Poland’s deputy foreign minister said on Thursday that Israeli pop star Noah Kirel has accepted his invitation to visit the country after previously expressed “pain” On comments made by the singer at the Eurovision Song Contest.
“Thank you Noah Kirel for accepting my invitation to visit Poland,” Pawel Jablonsk tweeted in Polish and English.
“I hope that together we will use this opportunity to discuss history, to discuss the commemoration of the victims [the] How to inspire Polish and Israeli youth to learn about history and get to know each other – the Holocaust and other WWII crimes, and the future too. Against false stereotypes,” he wrote.
Kirel, who recently came third at the European Songfest, sparked controversy in the Eastern European nation, which includes Criticism From politicians and denunciations in Polish mediaWhen he described Poland being awarded 12 points as a victory for his family and the people of Israel.
“When Poland gives 12 points to Israel, after almost the entire Kirel family was murdered in the Holocaust, it is a victory,” Kirel Said Israel’s Kan news immediately after the competition.
“To get 12 points from Poland after the history of my family and the people of Israel in the Holocaust, such moments are really a victory,” he added in similar comments on the Ynet news site, when asked directly about the significance. The maximum marks are being awarded by Gaya Poland.
Kirel’s father’s family members were killed in Auschwitz. She visited the death camp with her father in 2019.
There was no immediate confirmation from Kirel that he has accepted the invitation. He has not commented publicly on the issue.
In a lengthy post on social media on Saturday, Jabłowski said he would invite Kirel to visit Poland “to understand why she feels the way she does about our homeland and to explain why.” [her comments] painful for us.
The incident touched off a long-running dispute between Israel and Poland over Warsaw’s ongoing efforts to downplay Polish responsibility for the persecution and mass murder of Jews in its territory during the Holocaust.
Jabłonski said that Kirel should come and “see with his own eyes the places where Nazi Germany committed brutal crimes against Poles and Jews in our country.”

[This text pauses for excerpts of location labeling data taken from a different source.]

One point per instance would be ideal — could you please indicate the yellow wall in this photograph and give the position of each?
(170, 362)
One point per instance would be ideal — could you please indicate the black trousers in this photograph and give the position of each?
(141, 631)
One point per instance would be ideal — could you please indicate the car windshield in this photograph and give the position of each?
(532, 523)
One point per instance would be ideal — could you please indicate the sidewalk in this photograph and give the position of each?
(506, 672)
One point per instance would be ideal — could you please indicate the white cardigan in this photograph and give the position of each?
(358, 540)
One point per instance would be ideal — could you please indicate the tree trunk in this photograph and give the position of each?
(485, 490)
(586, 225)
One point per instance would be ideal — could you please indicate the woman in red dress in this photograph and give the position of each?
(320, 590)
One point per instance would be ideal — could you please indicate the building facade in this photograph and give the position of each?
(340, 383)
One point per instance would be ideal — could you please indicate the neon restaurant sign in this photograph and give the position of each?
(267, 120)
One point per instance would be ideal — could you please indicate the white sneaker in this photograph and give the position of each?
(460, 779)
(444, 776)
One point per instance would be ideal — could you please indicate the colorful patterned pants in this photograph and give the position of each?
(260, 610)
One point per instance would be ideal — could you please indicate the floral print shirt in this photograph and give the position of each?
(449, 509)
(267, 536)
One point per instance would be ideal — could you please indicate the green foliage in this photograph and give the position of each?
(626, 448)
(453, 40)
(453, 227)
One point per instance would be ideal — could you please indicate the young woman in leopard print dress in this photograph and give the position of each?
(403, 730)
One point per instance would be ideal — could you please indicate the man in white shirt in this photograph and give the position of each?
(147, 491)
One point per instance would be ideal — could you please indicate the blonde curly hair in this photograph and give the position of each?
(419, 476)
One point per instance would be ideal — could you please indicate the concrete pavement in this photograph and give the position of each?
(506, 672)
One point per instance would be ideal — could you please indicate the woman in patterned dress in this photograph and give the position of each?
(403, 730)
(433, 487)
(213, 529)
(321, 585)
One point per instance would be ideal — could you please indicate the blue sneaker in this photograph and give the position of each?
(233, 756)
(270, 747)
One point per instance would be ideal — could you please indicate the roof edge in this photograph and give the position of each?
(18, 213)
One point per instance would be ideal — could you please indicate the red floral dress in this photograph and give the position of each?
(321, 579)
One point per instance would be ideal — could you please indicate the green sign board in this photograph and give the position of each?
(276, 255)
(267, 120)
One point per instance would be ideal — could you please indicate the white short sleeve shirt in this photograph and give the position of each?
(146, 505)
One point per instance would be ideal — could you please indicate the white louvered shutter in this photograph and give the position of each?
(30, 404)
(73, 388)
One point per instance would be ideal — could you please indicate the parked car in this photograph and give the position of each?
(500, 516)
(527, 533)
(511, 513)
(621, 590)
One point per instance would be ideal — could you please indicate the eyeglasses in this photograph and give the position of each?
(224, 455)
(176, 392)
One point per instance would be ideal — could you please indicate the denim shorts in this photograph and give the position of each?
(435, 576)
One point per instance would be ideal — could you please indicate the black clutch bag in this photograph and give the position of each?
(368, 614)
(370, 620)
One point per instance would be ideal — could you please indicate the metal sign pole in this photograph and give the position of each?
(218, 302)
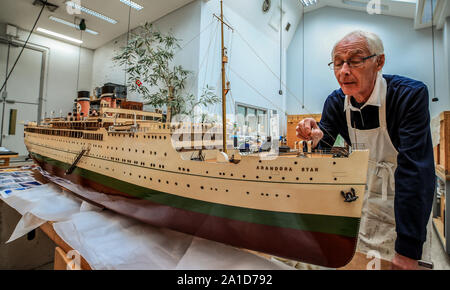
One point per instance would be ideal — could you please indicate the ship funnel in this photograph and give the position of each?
(107, 99)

Jabłonski highlighted the Israeli youth’s visit to Poland, saying that they gave Israelis the wrong picture of the Holocaust.
The visits are at the heart of a recently signed agreement between Israel and Poland to restore long-strained diplomatic ties.

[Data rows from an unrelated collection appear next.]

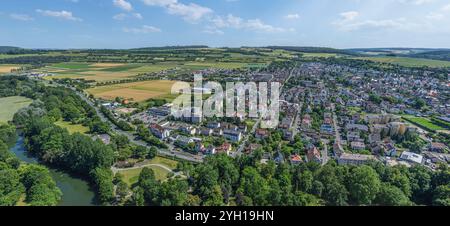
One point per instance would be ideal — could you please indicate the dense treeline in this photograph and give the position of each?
(29, 183)
(119, 123)
(222, 180)
(54, 145)
(36, 59)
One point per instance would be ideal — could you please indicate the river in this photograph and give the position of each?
(76, 192)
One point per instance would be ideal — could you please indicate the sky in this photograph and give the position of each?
(122, 24)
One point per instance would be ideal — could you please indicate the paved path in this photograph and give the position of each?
(133, 138)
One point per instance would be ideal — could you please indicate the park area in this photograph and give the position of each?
(407, 61)
(159, 165)
(72, 128)
(10, 105)
(135, 91)
(424, 123)
(6, 68)
(104, 72)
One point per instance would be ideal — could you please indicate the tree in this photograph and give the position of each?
(10, 187)
(306, 181)
(420, 181)
(137, 198)
(40, 186)
(254, 186)
(441, 195)
(103, 178)
(150, 185)
(363, 185)
(390, 195)
(122, 191)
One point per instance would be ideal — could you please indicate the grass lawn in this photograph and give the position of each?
(72, 128)
(323, 55)
(6, 68)
(136, 91)
(10, 105)
(424, 123)
(408, 62)
(221, 65)
(72, 65)
(132, 176)
(172, 164)
(102, 72)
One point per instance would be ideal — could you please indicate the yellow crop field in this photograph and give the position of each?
(6, 68)
(136, 91)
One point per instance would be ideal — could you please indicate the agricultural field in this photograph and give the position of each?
(219, 65)
(408, 62)
(72, 128)
(10, 105)
(424, 123)
(136, 91)
(322, 55)
(131, 176)
(103, 72)
(98, 72)
(6, 68)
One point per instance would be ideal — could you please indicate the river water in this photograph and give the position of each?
(76, 192)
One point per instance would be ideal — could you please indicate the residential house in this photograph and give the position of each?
(354, 159)
(159, 131)
(296, 159)
(412, 157)
(261, 134)
(232, 135)
(313, 155)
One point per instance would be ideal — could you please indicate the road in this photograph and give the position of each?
(325, 151)
(244, 142)
(134, 139)
(175, 174)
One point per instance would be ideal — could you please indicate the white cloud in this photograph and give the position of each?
(123, 16)
(120, 16)
(160, 2)
(191, 12)
(416, 2)
(292, 16)
(238, 23)
(213, 30)
(123, 5)
(22, 17)
(446, 8)
(348, 16)
(137, 16)
(66, 15)
(435, 16)
(145, 29)
(349, 22)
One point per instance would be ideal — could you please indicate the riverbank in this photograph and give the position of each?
(76, 191)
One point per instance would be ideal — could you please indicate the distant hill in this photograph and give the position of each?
(170, 48)
(426, 53)
(7, 49)
(314, 49)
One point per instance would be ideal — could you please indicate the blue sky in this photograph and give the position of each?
(218, 23)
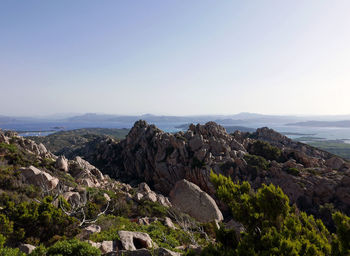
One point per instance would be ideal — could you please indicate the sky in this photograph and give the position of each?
(183, 57)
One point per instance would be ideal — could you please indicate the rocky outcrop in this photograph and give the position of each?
(26, 248)
(132, 241)
(145, 193)
(85, 173)
(189, 198)
(62, 163)
(161, 159)
(145, 252)
(33, 175)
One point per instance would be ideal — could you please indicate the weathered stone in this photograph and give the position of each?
(135, 240)
(72, 197)
(189, 198)
(26, 248)
(107, 246)
(151, 196)
(39, 178)
(144, 188)
(335, 162)
(62, 163)
(169, 223)
(138, 196)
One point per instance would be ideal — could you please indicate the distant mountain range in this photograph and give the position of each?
(253, 120)
(337, 124)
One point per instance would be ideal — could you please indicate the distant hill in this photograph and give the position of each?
(338, 124)
(64, 142)
(229, 129)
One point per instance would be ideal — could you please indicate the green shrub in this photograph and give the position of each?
(36, 221)
(272, 226)
(72, 248)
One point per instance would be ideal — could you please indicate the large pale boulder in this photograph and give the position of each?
(189, 198)
(72, 197)
(145, 252)
(39, 178)
(135, 240)
(62, 163)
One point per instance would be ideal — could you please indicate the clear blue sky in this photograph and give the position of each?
(174, 57)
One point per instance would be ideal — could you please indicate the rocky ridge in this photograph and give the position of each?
(309, 176)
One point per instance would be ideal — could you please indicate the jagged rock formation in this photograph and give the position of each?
(190, 199)
(161, 159)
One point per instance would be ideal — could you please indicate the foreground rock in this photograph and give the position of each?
(26, 248)
(132, 241)
(309, 176)
(145, 252)
(190, 199)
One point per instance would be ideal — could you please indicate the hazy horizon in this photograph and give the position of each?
(180, 58)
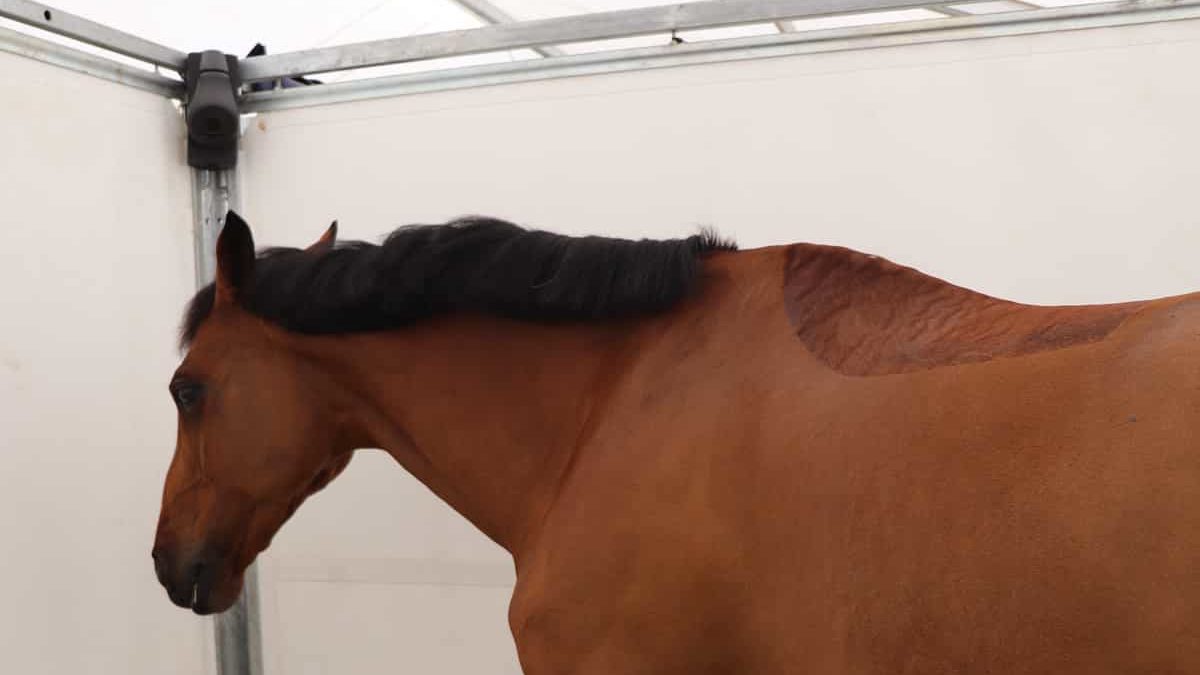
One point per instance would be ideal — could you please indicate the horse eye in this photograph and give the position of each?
(186, 394)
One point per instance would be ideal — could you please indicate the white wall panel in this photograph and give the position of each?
(95, 264)
(1047, 168)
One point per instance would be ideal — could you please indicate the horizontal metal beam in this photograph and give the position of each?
(780, 45)
(585, 28)
(91, 33)
(490, 13)
(81, 61)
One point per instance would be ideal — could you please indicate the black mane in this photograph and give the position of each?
(469, 264)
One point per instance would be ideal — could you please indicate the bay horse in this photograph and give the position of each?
(792, 459)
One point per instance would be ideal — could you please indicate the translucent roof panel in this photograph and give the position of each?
(282, 25)
(287, 25)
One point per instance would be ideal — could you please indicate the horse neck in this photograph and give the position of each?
(485, 412)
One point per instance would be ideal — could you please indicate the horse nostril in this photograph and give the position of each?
(196, 571)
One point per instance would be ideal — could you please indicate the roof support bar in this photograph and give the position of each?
(647, 21)
(91, 33)
(489, 12)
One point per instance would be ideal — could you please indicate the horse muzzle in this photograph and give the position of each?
(193, 581)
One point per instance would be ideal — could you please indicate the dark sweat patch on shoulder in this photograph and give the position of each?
(863, 315)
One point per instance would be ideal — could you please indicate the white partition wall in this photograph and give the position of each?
(95, 264)
(1059, 167)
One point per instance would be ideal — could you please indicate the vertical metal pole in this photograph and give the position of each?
(238, 634)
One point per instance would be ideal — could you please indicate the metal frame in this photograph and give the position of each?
(91, 33)
(237, 632)
(771, 46)
(81, 61)
(585, 28)
(489, 12)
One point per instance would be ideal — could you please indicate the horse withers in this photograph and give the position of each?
(796, 459)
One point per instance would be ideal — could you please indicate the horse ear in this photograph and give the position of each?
(235, 260)
(327, 240)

that deal It has faced widespread criticism in Israel, which says it supports the Polish stance, despite scholars noting significant evidence of collaboration by Poles with the Nazi regime.
The agreement is a step towards normalizing relations with Poland, which until several years ago was one of the most pro-Israel countries in the European Union. Relations deteriorated after Poland passed a law in 2018 making it illegal to blame the Polish nation for Nazi crimes. Yair Lapid, the then foreign minister called the law anti-semitictouching a diplomatic row.
The agreement would allow Israeli student groups to visit a list of Polish-recommended sites that critics say provide a distorted view of the Holocaust, ignore Polish complicity in the Holocaust and exaggerate Poles’ efforts to save Jews. Are.
Jewish Jews traditionally travel to Poland in the summer between 11th and 12th grade, visiting former Nazi camps to learn about the Holocaust and remember those killed. The trip has long been considered a rite of passage in Israeli education and prior to the COVID-19 pandemic, approximately 40,000 Israeli students participated each year.
Poland was the first country to be invaded and occupied by the regime of Nazi leader Adolf Hitler during World War II and never had an allied government. Members of Poland’s resistance and government-in-exile fought to warn the world about the mass murder of Jews, and thousands of Poles risked their lives to help Jews.
However, Holocaust researchers have collected ample evidence of Polish people who murdered Jews who were fleeing the Nazis, or of Polish blackmailers who preyed on helpless Jews for economic gain.
Six million Jews, including nearly 3 million Jews in all of Poland, were killed by the Nazis and their collaborators during the Holocaust, and the major Nazi death camps were in Poland.